"Yes," Meg said. "I suppose destruction must come before the building up, your task of pulling down, of clearing out the corner-stones, of cleansing the temple."
"I know," Michael said. "It's the way with 'cranks.' We all of us jaw about destroying and offer no new plans for reconstruction." He paused. "But it's rather like the problem of cleaning out a too-full house—you can't really get rid of the dust unless you first of all clear the whole thing out, empty it."
"You want to abolish so much, Mike."
"All the rubbish," he said. "All the hindrances. I want to let in light."
"Beginning with kings," Meg said, tantalizingly. The voice was
Freddy's.
"I've no rooted objection to kings, as human mortals," he said. "I suppose half the monarchs in Europe, and certainly our own included, are very good men, very anxious for their kingdom's prosperity, if not for their people's development. It's the condition of affairs which tolerates such an obsolete form of government. If the king is merely a picturesque figure-head, like the carved heads of Venus on a vessel's prow, I'd have no objection, but a despotic and vain peacock like the Kaiser, who turns his subjects into military instruments, in my opinion wants destroying along with the other rubbish."
"But to go back," Meg said, "to your old friend in el-Azhar—do tell me more about him."

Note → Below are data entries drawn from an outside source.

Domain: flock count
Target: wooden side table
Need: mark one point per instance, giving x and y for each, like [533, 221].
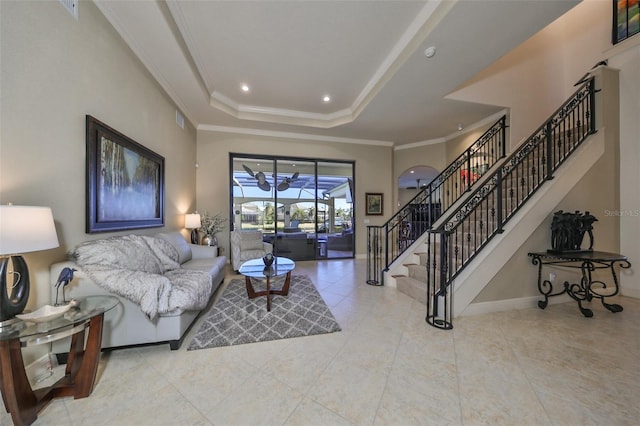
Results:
[255, 269]
[19, 399]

"He's a splendid old warrior," Michael said tenderly. "When you think of what he's achieved, isn't he wonderful? I wish you could see him."
"The force of will-power, of concentration," Meg said. "I suppose he has never thought of anything else all his life, but this one dream of el-Azhar."
"That's it," Mike said. "But what gives these Moslems that wonderful power of mind-control?" Mike paused. "Now, here am I," he said. "I came out with you to-night meaning to tell you that I was going away."